Lasse et les cils battants, heureuse, elle se penche,
Abandonne son corps au bras qui le soutient,
Ouvre à demi des yeux que le plaisir éteint,
Et frissonne en offrant sa jeune gorge blanche
Aux baisers du héros qui tremble à ses genoux.
Hélas ! Tu sais pourtant qu’elle est fertile en ruses,
Tu sais qu’en laissant voir tes larmes tu l’amuses
Et que son cœur te trompe à chacun de ses coups :
Et tu mets à ses pieds ta plus fière tendresse !
« Maîtresse, lui dis-tu, douce et belle maîtresse,
Blotti dans le brûlant oreiller de ta chair,
J’attends, ce soir, avec un grand orgueil amer,
Que ta lampe s’éteigne et que tu me trahisses.
Femme, joie incertaine et perfides délices.

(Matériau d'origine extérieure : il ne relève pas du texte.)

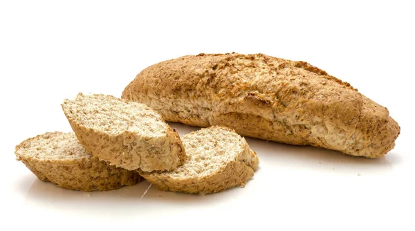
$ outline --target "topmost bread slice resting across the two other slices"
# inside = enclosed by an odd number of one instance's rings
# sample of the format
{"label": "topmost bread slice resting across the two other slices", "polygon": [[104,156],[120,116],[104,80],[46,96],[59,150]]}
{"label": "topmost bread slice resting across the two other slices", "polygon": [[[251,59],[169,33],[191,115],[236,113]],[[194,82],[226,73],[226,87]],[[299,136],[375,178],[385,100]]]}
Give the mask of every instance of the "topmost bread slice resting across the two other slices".
{"label": "topmost bread slice resting across the two other slices", "polygon": [[185,160],[178,133],[145,104],[80,93],[62,109],[85,149],[111,165],[151,172]]}

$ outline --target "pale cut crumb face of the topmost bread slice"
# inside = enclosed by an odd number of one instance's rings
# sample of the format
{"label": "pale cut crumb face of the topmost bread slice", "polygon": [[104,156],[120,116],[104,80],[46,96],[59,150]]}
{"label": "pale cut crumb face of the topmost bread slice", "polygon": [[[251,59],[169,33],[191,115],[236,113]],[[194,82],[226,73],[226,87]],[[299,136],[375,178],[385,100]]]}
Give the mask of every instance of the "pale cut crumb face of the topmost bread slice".
{"label": "pale cut crumb face of the topmost bread slice", "polygon": [[167,124],[145,104],[124,102],[111,95],[83,95],[65,100],[65,111],[79,124],[116,136],[125,131],[158,138],[165,136]]}

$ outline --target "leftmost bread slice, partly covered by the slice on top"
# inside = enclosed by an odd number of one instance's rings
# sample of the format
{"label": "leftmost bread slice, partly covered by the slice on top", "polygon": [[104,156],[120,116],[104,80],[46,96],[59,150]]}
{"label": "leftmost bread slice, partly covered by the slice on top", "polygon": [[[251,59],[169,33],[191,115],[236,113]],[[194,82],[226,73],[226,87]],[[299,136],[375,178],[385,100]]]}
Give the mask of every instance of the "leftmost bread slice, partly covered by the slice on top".
{"label": "leftmost bread slice, partly covered by the slice on top", "polygon": [[15,154],[40,180],[68,190],[116,190],[140,181],[137,172],[110,166],[86,152],[73,132],[29,138],[16,146]]}

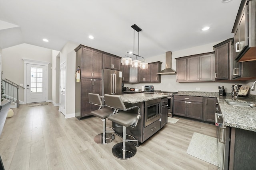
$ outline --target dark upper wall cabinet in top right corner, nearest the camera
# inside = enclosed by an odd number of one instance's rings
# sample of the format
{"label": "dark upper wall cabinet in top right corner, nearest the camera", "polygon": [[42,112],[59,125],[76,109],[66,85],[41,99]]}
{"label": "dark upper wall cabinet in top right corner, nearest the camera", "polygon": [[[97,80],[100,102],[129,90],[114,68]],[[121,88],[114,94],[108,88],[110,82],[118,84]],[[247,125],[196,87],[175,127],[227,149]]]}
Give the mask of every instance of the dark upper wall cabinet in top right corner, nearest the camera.
{"label": "dark upper wall cabinet in top right corner, nearest the camera", "polygon": [[232,33],[236,61],[256,61],[256,0],[241,1]]}

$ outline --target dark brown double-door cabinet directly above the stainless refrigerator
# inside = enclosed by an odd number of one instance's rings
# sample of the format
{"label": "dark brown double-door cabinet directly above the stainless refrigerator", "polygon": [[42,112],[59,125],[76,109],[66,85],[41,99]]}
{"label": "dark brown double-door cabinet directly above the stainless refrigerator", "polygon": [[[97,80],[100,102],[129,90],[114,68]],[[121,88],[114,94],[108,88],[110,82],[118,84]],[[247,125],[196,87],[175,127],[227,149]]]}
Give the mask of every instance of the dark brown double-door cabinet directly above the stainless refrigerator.
{"label": "dark brown double-door cabinet directly above the stainless refrigerator", "polygon": [[103,54],[103,68],[120,70],[121,58]]}

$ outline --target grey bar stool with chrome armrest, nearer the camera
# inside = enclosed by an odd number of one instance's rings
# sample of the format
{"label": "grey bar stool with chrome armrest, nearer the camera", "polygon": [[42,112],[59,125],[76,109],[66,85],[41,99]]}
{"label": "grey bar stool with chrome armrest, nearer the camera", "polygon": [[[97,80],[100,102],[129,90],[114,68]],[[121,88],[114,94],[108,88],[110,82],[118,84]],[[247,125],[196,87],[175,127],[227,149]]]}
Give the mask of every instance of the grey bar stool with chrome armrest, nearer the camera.
{"label": "grey bar stool with chrome armrest, nearer the camera", "polygon": [[[136,127],[138,120],[140,118],[140,107],[132,106],[132,107],[126,108],[120,96],[105,94],[104,98],[105,98],[106,106],[116,109],[116,113],[114,115],[109,116],[108,120],[123,126],[123,142],[117,143],[116,145],[114,145],[114,147],[112,148],[112,153],[116,158],[119,158],[119,159],[132,158],[132,156],[136,154],[137,149],[130,142],[137,141],[137,140],[126,139],[126,127],[129,127],[129,126]],[[137,114],[127,112],[128,110],[134,109],[134,108],[138,109]]]}

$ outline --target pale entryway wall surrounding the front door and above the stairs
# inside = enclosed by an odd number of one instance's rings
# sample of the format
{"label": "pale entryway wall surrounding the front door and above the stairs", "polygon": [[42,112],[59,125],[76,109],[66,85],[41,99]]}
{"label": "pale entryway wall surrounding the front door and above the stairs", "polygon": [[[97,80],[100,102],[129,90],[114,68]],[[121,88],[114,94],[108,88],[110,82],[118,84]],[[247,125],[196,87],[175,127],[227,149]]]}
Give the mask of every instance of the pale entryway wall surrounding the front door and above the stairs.
{"label": "pale entryway wall surrounding the front door and above the stairs", "polygon": [[[2,49],[3,79],[16,84],[24,84],[24,59],[49,62],[48,65],[48,100],[52,98],[52,50],[30,44],[20,44]],[[24,90],[19,89],[19,99],[24,102]],[[46,99],[47,100],[47,99]]]}

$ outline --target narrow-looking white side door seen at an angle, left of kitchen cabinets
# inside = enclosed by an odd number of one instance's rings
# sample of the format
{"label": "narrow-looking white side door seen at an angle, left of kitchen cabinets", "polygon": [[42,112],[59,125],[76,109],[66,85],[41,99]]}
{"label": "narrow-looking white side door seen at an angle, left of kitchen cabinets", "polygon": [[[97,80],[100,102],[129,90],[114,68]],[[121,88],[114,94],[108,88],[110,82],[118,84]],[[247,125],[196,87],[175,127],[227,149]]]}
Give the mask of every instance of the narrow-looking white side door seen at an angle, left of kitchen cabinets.
{"label": "narrow-looking white side door seen at an angle, left of kitchen cabinets", "polygon": [[60,107],[59,111],[66,116],[66,63],[60,65]]}

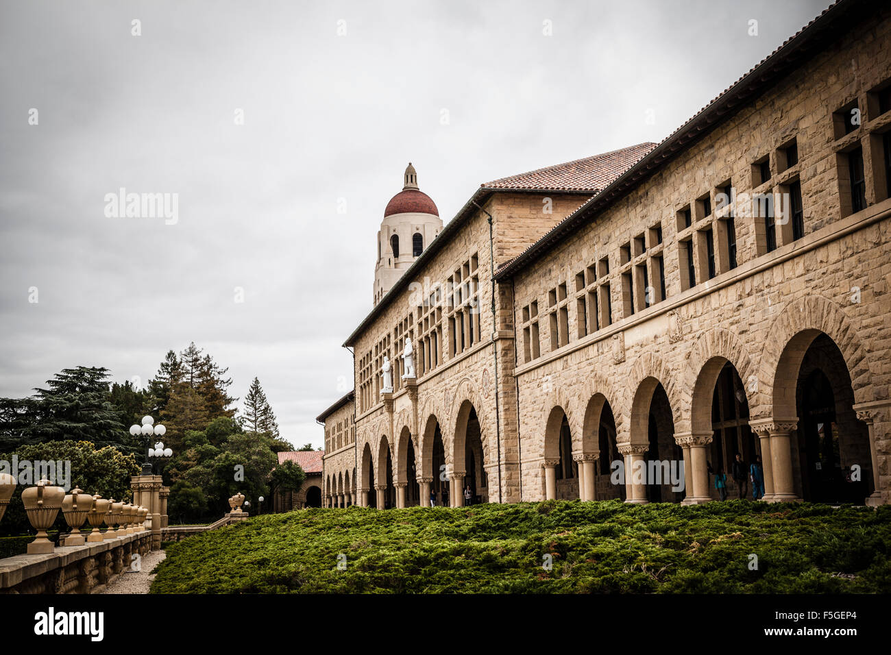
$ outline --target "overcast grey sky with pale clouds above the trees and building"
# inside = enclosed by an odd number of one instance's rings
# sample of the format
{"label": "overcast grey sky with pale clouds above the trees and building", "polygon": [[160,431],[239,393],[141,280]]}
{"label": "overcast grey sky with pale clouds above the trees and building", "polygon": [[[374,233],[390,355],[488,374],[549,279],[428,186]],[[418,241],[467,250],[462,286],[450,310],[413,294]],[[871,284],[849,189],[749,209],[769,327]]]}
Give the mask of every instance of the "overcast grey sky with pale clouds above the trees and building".
{"label": "overcast grey sky with pale clouds above the trees and building", "polygon": [[[320,446],[409,160],[447,222],[658,142],[828,4],[4,1],[0,396],[77,364],[144,384],[194,340]],[[175,219],[115,215],[121,188]]]}

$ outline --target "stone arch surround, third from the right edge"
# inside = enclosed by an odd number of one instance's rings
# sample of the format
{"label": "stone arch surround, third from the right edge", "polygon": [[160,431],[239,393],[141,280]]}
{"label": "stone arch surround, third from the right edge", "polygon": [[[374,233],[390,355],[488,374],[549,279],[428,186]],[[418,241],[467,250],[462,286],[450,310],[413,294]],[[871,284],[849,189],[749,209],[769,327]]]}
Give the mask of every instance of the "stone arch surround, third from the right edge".
{"label": "stone arch surround, third from the right edge", "polygon": [[[618,439],[619,441],[635,446],[647,445],[647,426],[650,421],[647,410],[649,410],[653,392],[659,384],[666,390],[674,425],[677,426],[681,422],[679,413],[681,403],[678,398],[677,384],[663,357],[653,353],[644,353],[639,356],[628,376],[628,382],[626,397],[631,398],[630,402],[625,403],[625,406],[629,408],[628,425],[625,432],[619,432],[622,435],[622,438]],[[618,429],[618,426],[616,427]]]}

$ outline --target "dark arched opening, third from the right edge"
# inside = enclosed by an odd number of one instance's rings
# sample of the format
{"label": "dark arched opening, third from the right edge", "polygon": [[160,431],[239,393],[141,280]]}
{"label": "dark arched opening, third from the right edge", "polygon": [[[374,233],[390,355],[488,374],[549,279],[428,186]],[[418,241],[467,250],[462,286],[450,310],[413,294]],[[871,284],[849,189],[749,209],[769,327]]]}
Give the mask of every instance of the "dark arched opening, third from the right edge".
{"label": "dark arched opening, third from the right edge", "polygon": [[[674,414],[668,394],[656,378],[645,378],[637,388],[630,427],[633,452],[625,457],[625,482],[629,486],[627,500],[635,503],[681,502],[685,485],[683,450],[674,441]],[[646,448],[645,453],[637,453],[642,447]]]}

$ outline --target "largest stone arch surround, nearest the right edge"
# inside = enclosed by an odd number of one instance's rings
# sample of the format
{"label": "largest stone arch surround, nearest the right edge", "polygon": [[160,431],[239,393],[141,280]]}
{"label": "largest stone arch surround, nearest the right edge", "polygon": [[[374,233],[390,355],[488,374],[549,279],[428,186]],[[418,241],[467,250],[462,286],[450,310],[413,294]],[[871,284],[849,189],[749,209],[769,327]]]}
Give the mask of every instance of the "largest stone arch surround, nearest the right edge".
{"label": "largest stone arch surround, nearest the right edge", "polygon": [[795,416],[797,371],[805,351],[821,332],[841,351],[854,400],[874,400],[870,357],[857,336],[859,327],[841,307],[823,296],[805,296],[784,307],[764,339],[758,369],[760,402],[753,415],[781,419]]}

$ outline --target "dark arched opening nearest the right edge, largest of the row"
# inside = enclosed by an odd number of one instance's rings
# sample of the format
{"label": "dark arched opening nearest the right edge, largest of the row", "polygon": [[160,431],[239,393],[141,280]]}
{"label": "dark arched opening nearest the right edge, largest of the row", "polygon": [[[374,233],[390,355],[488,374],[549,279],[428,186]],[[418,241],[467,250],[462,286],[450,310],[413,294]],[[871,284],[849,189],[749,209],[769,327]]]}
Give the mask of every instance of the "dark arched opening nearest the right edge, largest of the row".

Soulève mes cheveux pesants sur tes bras lisses ;
D’un charme sûr endors le héros résigné
Qui berce dans ton lit sa force humiliée. »
Tu parlais ; et sa main, des tiennes déliée,
Aux Philistins furtifs déjà t’a désigné.
Dans l’ombre de l’alcôve où la trahison rampe
Samson, las de l’effort, abdique, et, dédaigneux.
Frémit sous l’acier froid qui le baise à la tempe.
Il sommeille et sourit, rêve et ferme les yeux,
Pardonne... et Dalila lui tranche les cheveux.
Oublieux des labeurs ardus et de la lutte.
Ainsi l’homme souvent qu’une fausse douceur
Presse de renoncer son destin et son cœur
S’abandonne soudain à consommer sa chute.
Les chaudes voluptés enivrent son remords,
Et, vaincu par le miel de ta bouche embaumée,
Il se laisse lier les poings, ô bien-aimée,
Et courbe en soupirant sa tête désarmée
Devant l’harmonieux mensonge de ton corps.